El contexto de Romanos 8 hace hincapié en lo que Dios hace por nosotros. El Espíritu Santo que mora en nosotros nos da vida espiritual (v.9), nos asegura que somos hijos de Dios (v.16), y nos ayuda a orar en momentos de debilidad (vv.26,27). Romanos 8 también coloca nuestros sufrimientos en el contexto más amplio de lo que Dios está haciendo: obrando su plan de redención (vv.18-26). Los versículos del 28 al 39 nos aseguran el amor que Dios nos tiene, que no hay nada ni nadie que pueda impedir que Dios logre lo que desea hacer, y que nada podría separarnos nunca de su amor.
Entonces, visto debidamente en el contexto de Romanos 8, el versículo 28 nos asegura poderosamente que Dios está obrando para bien de todos los que han confiado en su Hijo como Salvador. El versículo no promete que comprenderemos todos los acontecimientos de la vida, ni que después de un tiempo de prueba vamos a ser bendecidos con cosas buenas en esta vida. Pero sí asegura que Dios está obrando un plan bueno a través de nuestras vidas. Nos está moldeando a nosotros y a nuestras circunstancias para glorificarse.

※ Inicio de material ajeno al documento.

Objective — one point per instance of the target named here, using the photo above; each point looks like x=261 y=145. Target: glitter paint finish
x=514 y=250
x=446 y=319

El escritor Ron Lee Davis dice en su libro Becoming a Whole Person in a Broken World [Cómo convertirse en una persona completa en un mundo incompleto]: «Las buenas nuevas no son que Dios hará que nuestras circunstancias terminen siendo lo que deseamos que sean, sino que Dios puede incluir hasta nuestras desilusiones y desastres en su plan eterno. El mal que nos sucede se puede transformar en el bien de Dios. Romanos 8:28 es la garantía de Dios de que si lo amamos, nuestras vidas pueden ser usadas para lograr Sus propósitos y avanzar Su reino» (p.122). «Pero, ¿cómo se puede afirmar que Dios tiene el control cuando la vida parece tan descontrolada? ¿Cómo puede estar obrando para su gloria y, a la larga, nuestro bien?» En su libro titulado Why Us? [¿Por qué nosotros?], Warren Wiersbe afirma que Dios «demuestra su soberanía, no interviniendo constantemente e impidiendo esos acontecimientos, sino gobernándolos e invalidándolos de manera que hasta las tragedias terminen logrando Sus propósitos fundamentales» (p.136). Como Dios soberano del universo, Dios usa todas las cosas de la vida para desarrollar nuestra madurez y semejanza a Cristo, y para avanzar su plan eterno. Sin embargo, para lograr estos propósitos, Dios quiere usarnos para ayudar a otros, y quiere que otras personas nos ayuden a nosotros.